Il caso riguarda un articolo pubblicato da un giornale on-line a proposito di un avvocato che era stato radiato per aver utilizzato il denaro dei clienti per acquistare un orologio Rolex e finanziare festini a base di alcool ed escort.


In calce all’articolo v’era la possibilità, com’è frequentemente nei giornali on-line, di commentare la notizia. Alcuni utenti riportavano altri aneddoti relativi all’avvocato, ritenuti diffamatori da quest’ultimo, il quale decideva di agire in giudizio contro l’editore del giornale on-line, senza inviare prima alcuna notifica.

Non appena l’atto di citazione era notificato al convenuto, quest’ultimo provvedeva a rimuovere immediatamente (il giorno stesso) i commenti ritenuti diffamatori.

Nelle proprie difese, il convenuto eccepiva che le affermazioni erano talmente volgari ed offensive da non poter essere prese seriamente in considerazione dagli altri utenti della pagina: trattandosi di un mere vulgar abuse, non vi sarebbe, quindi, diffamazione.

In secondo luogo, richiamava il par. 19 della legge inglese di recepimento della direttiva sul commercio elettronico, che prevede un’esenzione di responsabilità per i soggetti che svolgono un servizio di hosting.

DECISIONE

La Corte ha affermato che i giornali on-line possono beneficiare delle esenzioni previste in materia di hosting dalla direttiva sul commercio elettronico (e dalla legge inglese di recepimento) nei confronti dei commenti degli utenti.

Pertanto, secondo la ratio decidendi di questo caso, gli ISP non sono responsabili per i contenuti pubblicati, nella sezione commenti, dai propri lettori a condizione che rimuovano i commenti appena informati del loro contenuto potenzialmente diffamatorio.

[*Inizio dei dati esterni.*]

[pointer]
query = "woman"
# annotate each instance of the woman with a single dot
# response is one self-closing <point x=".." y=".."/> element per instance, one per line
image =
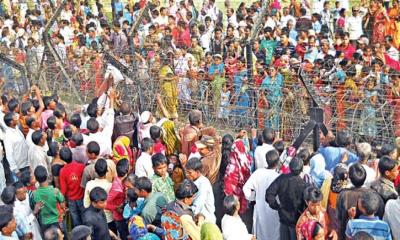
<point x="339" y="182"/>
<point x="312" y="230"/>
<point x="122" y="150"/>
<point x="237" y="172"/>
<point x="56" y="164"/>
<point x="381" y="17"/>
<point x="273" y="84"/>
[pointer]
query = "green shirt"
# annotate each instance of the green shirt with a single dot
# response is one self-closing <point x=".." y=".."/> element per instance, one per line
<point x="164" y="186"/>
<point x="50" y="196"/>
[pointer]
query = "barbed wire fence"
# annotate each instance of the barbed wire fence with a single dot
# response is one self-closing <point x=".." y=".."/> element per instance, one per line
<point x="369" y="114"/>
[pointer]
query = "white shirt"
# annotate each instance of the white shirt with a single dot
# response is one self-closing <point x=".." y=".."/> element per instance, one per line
<point x="392" y="217"/>
<point x="204" y="200"/>
<point x="144" y="166"/>
<point x="233" y="228"/>
<point x="354" y="27"/>
<point x="37" y="156"/>
<point x="259" y="155"/>
<point x="254" y="190"/>
<point x="103" y="138"/>
<point x="16" y="149"/>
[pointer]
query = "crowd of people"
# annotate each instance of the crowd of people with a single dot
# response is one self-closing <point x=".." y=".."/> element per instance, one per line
<point x="107" y="172"/>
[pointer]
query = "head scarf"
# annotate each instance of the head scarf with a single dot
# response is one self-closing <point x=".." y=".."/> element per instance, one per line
<point x="318" y="172"/>
<point x="170" y="139"/>
<point x="210" y="231"/>
<point x="121" y="149"/>
<point x="340" y="178"/>
<point x="307" y="229"/>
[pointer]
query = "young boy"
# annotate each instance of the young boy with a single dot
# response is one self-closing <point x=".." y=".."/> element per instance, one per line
<point x="161" y="181"/>
<point x="8" y="225"/>
<point x="368" y="205"/>
<point x="94" y="215"/>
<point x="48" y="197"/>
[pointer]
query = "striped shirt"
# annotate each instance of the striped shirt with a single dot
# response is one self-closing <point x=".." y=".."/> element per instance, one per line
<point x="378" y="229"/>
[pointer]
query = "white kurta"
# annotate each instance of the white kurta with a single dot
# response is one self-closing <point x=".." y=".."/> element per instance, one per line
<point x="254" y="190"/>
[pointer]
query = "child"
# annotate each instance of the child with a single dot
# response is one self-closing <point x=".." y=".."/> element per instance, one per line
<point x="224" y="106"/>
<point x="8" y="225"/>
<point x="155" y="134"/>
<point x="50" y="198"/>
<point x="232" y="225"/>
<point x="368" y="204"/>
<point x="161" y="181"/>
<point x="134" y="206"/>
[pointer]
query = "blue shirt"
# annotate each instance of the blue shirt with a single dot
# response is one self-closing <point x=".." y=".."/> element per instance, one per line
<point x="333" y="155"/>
<point x="378" y="229"/>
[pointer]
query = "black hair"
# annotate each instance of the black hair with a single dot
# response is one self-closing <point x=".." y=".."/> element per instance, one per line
<point x="66" y="154"/>
<point x="357" y="174"/>
<point x="12" y="104"/>
<point x="100" y="167"/>
<point x="386" y="149"/>
<point x="77" y="138"/>
<point x="68" y="132"/>
<point x="37" y="136"/>
<point x="194" y="164"/>
<point x="194" y="118"/>
<point x="386" y="164"/>
<point x="158" y="159"/>
<point x="312" y="194"/>
<point x="75" y="120"/>
<point x="143" y="183"/>
<point x="29" y="121"/>
<point x="155" y="132"/>
<point x="93" y="125"/>
<point x="8" y="195"/>
<point x="279" y="146"/>
<point x="6" y="216"/>
<point x="230" y="205"/>
<point x="272" y="158"/>
<point x="186" y="189"/>
<point x="131" y="195"/>
<point x="122" y="167"/>
<point x="362" y="235"/>
<point x="40" y="174"/>
<point x="98" y="194"/>
<point x="370" y="202"/>
<point x="53" y="149"/>
<point x="268" y="135"/>
<point x="8" y="118"/>
<point x="93" y="148"/>
<point x="146" y="144"/>
<point x="51" y="122"/>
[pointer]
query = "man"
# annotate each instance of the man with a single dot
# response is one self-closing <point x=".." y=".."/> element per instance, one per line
<point x="348" y="198"/>
<point x="354" y="25"/>
<point x="192" y="132"/>
<point x="289" y="189"/>
<point x="15" y="146"/>
<point x="384" y="185"/>
<point x="37" y="154"/>
<point x="144" y="166"/>
<point x="268" y="137"/>
<point x="368" y="205"/>
<point x="154" y="202"/>
<point x="94" y="216"/>
<point x="254" y="190"/>
<point x="92" y="151"/>
<point x="204" y="201"/>
<point x="70" y="180"/>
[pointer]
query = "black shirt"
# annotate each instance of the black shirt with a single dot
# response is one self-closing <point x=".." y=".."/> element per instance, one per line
<point x="96" y="219"/>
<point x="289" y="188"/>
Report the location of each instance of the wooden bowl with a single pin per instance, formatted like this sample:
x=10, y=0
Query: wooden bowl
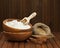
x=10, y=29
x=21, y=36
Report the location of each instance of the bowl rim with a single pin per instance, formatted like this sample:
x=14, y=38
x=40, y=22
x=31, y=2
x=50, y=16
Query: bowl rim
x=17, y=33
x=10, y=19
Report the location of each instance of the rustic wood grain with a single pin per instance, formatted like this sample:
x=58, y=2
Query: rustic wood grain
x=51, y=43
x=48, y=11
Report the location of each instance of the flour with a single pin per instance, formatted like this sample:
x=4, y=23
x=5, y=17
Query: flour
x=17, y=24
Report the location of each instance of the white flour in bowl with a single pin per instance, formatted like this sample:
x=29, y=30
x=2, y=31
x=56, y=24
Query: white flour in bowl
x=17, y=24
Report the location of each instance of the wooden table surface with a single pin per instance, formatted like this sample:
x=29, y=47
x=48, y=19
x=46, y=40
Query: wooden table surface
x=51, y=43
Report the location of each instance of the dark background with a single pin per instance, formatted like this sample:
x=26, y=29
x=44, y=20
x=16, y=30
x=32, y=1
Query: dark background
x=48, y=11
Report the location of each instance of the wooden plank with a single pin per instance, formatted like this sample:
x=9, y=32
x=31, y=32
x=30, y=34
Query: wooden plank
x=53, y=43
x=10, y=45
x=15, y=45
x=21, y=45
x=33, y=45
x=5, y=44
x=44, y=45
x=28, y=44
x=49, y=45
x=2, y=41
x=38, y=46
x=57, y=42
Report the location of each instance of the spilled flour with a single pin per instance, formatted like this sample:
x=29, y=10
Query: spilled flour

Queste, in sintesi, le motivazioni della Corte: “It is true that regulation 19 has an application only to damages or any other pecuniary remedy; it would not necessarily be relevant to claim for an injunction, but that is a theoretical matter only so far as this claim is concerned. There is no threat of repeated publication and that does not arise for present purposes.

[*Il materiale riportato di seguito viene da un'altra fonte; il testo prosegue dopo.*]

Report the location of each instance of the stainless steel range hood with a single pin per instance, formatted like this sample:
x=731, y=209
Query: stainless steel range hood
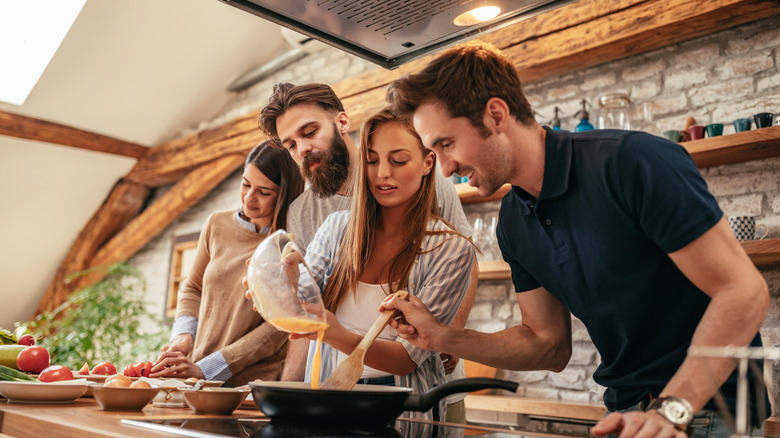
x=390, y=32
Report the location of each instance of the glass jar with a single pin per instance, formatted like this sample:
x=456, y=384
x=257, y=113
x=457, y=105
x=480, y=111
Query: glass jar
x=614, y=109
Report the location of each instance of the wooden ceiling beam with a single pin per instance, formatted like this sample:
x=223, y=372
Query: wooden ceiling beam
x=120, y=207
x=29, y=128
x=153, y=220
x=166, y=163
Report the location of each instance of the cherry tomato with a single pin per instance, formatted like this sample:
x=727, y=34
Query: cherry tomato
x=26, y=340
x=139, y=369
x=104, y=369
x=33, y=359
x=129, y=371
x=56, y=373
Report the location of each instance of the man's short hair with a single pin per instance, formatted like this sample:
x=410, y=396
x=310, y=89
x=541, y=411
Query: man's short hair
x=462, y=80
x=286, y=96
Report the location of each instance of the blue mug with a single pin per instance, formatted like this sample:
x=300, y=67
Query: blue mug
x=763, y=120
x=742, y=125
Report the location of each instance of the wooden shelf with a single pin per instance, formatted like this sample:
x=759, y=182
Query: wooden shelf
x=735, y=148
x=745, y=146
x=762, y=252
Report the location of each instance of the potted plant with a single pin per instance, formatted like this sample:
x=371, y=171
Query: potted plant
x=104, y=322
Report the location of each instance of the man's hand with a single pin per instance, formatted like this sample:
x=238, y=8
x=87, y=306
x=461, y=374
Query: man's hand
x=175, y=364
x=417, y=324
x=450, y=362
x=637, y=423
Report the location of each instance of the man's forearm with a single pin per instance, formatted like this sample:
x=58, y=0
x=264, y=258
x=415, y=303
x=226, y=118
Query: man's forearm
x=730, y=319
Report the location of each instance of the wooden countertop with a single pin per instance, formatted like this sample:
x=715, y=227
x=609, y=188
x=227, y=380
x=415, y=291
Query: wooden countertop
x=85, y=418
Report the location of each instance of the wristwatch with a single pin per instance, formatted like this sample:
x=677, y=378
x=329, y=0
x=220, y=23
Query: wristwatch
x=676, y=410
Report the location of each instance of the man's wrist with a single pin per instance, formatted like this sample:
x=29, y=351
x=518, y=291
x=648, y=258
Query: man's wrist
x=675, y=410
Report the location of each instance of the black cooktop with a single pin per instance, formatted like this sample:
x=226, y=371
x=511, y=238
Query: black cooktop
x=254, y=427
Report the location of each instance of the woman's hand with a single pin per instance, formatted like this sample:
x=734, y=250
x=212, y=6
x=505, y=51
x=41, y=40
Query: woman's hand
x=175, y=364
x=181, y=343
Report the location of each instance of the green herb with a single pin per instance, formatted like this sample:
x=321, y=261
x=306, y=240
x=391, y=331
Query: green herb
x=7, y=337
x=108, y=321
x=7, y=373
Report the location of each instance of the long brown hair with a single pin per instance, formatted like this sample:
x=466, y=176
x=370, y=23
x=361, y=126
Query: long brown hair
x=276, y=164
x=358, y=239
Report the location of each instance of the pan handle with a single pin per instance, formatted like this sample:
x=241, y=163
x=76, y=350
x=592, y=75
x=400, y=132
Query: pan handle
x=424, y=402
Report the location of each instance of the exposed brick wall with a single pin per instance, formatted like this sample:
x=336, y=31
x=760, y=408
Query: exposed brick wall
x=731, y=74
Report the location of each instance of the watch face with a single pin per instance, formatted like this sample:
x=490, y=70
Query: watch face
x=676, y=412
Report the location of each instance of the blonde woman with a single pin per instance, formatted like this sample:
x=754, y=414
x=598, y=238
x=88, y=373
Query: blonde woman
x=391, y=239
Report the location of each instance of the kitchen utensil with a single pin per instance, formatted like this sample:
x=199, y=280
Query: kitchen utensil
x=364, y=404
x=273, y=277
x=346, y=375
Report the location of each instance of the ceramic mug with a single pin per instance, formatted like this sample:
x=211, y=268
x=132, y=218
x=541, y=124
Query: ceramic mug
x=744, y=228
x=696, y=132
x=714, y=129
x=763, y=120
x=741, y=125
x=672, y=135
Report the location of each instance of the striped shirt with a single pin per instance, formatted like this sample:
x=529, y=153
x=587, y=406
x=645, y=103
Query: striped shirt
x=439, y=278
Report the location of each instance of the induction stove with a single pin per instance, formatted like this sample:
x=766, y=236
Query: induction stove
x=254, y=427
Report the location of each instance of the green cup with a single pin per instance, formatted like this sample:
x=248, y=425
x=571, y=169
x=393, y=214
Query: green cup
x=714, y=129
x=672, y=135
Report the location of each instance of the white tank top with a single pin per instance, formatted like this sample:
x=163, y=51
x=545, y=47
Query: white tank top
x=358, y=312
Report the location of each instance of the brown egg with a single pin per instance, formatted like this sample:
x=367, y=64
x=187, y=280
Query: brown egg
x=118, y=380
x=140, y=384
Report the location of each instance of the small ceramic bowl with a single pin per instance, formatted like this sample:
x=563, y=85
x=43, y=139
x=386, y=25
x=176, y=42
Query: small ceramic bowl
x=215, y=401
x=171, y=389
x=114, y=398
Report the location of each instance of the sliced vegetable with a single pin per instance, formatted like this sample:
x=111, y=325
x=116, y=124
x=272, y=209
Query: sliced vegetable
x=7, y=373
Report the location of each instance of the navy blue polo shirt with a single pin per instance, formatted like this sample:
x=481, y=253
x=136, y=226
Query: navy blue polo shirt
x=613, y=204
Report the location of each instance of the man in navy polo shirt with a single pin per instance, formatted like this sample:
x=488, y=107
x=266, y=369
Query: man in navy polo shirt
x=615, y=227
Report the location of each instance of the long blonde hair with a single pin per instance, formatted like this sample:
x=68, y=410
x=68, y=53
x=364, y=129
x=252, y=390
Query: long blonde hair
x=357, y=243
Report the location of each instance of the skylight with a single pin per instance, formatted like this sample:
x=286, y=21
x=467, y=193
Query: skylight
x=30, y=33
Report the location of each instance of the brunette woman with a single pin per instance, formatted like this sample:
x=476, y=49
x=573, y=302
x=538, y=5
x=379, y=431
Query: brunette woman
x=216, y=335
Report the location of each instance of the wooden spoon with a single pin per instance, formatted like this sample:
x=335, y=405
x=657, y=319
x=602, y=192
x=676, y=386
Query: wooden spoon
x=349, y=371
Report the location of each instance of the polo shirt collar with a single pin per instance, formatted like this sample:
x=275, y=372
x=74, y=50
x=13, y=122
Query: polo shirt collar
x=557, y=166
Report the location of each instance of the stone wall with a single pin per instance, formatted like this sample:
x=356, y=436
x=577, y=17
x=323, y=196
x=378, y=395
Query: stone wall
x=731, y=74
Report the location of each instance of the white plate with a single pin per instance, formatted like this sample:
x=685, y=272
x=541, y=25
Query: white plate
x=39, y=392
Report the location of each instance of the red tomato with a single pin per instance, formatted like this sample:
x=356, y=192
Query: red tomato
x=139, y=369
x=104, y=369
x=33, y=359
x=129, y=371
x=26, y=340
x=55, y=373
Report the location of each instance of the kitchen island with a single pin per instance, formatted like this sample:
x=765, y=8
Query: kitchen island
x=85, y=418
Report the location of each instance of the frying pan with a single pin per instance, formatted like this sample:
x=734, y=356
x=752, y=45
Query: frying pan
x=364, y=404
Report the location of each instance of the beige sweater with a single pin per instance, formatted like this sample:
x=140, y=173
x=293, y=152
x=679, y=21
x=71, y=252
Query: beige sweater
x=213, y=294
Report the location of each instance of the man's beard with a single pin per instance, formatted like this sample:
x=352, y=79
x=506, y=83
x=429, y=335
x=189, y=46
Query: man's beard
x=333, y=170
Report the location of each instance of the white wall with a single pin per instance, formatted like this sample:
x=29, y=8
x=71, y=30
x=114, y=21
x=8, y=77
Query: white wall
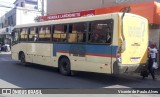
x=62, y=6
x=40, y=6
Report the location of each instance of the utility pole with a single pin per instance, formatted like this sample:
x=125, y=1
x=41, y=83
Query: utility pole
x=42, y=7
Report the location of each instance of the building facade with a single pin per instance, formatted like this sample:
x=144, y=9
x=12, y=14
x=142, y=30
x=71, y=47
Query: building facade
x=24, y=12
x=63, y=6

So it seems to me in those circumstances that the Defendant is entitled to rely upon that defence. I can therefore conclude, both in relation to the original article itself, for the reasons I have already addressed, and in relation to the comments made by the users, that the Claimant is unlikely to succeed. In applying that test I bear in mind of course what was said by the Court of Appeal in Alexander v the Arts Council of Wales [2001] 1 WLR 1840. That is to say, there is no realistic prospect of the Claimant succeeding on either of his claims and a jury would indeed be perverse if they were to uphold either of them. Of course, as a matter of fact, the regulation 19 defence would be considered by the judge rather than the jury, but I am quite satisfied that in any event the test for summary judgment has been achieved in the light of the evidence and submissions before me and, therefore, I will accede to the application”.